O estacionamento, a oferta de lugares para estacionar na zona central da cidade, as obras do Mercado Municipal, a Oliva Creative Factory, as novas piscinas foram outros temas levantados, assim como a Linha do Vouga e a “necessidade iminente de avançar com uma solução de mobilidade para os Sanjoanenses que estudam e trabalham no Grande Porto, integrando-a na Linha do Norte”.
Segundo a mesma nota, o presidente da Distrital do PSD, Emídio Sousa, defendeu que a região deve exigir algum dinheiro que “envia para Lisboa”, com o intuito de fazer face às necessidades que apresenta.
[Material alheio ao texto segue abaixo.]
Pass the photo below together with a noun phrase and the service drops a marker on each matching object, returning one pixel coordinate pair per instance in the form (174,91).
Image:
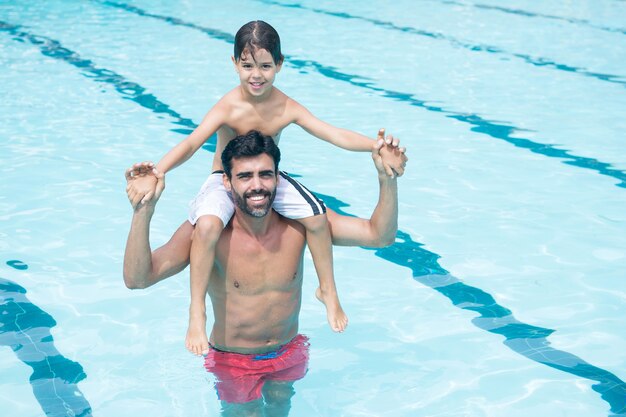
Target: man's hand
(388,155)
(144,184)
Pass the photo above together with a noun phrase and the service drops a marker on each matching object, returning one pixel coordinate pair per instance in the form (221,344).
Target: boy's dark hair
(253,143)
(257,35)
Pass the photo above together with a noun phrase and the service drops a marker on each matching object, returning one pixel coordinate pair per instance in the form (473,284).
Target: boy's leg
(209,212)
(320,244)
(202,256)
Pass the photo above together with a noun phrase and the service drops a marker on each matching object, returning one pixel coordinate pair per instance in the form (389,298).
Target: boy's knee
(315,223)
(208,228)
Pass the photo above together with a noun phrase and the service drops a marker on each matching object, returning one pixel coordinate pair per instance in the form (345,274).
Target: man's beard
(257,211)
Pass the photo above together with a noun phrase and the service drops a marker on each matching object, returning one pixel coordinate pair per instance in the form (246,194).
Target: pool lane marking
(525,13)
(16,310)
(128,89)
(491,49)
(405,253)
(525,339)
(496,129)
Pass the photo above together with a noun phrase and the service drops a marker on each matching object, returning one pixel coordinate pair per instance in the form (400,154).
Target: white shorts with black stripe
(293,200)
Lembrou que o país tem “4,4 milhões de pobres” e que “com mais dois ou três anos de socialismo, chegaremos aos cinco milhões”.
“Não temos outra opção que não seja ganhar a Câmara de S. João da Madeira em 2025”, disse Emídio Sousa, frisando que o PSD foi sempre um partido de “pessoas de garra, que não se deixam ir abaixo”.
Já Secretário-geral do PSD, Hugo Soares, lembrou que o Governo “tem de parar de estar distraído e concentrar-se em resolver os problemas das pessoas”.
Deve seguir-se um “caminho de proximidade, com os nossos militantes em primeiro lugar, mas com a sociedade civil, olhos nos olhos, dizendo aos portugueses que nós não nos resignamos a um país mais pobre, não queremos um país na cauda da Europa, queremos um país de salários altos e impostos baixos, onde a iniciativa privada possa ter a sua oportunidade sem ser esmagada pela burocracia como é aqui”, acrescentou.
O jantar contou ainda com a participação da Banda de Música de S. João da Madeira, que é também “uma tradição”, tocando e cantando os Reis.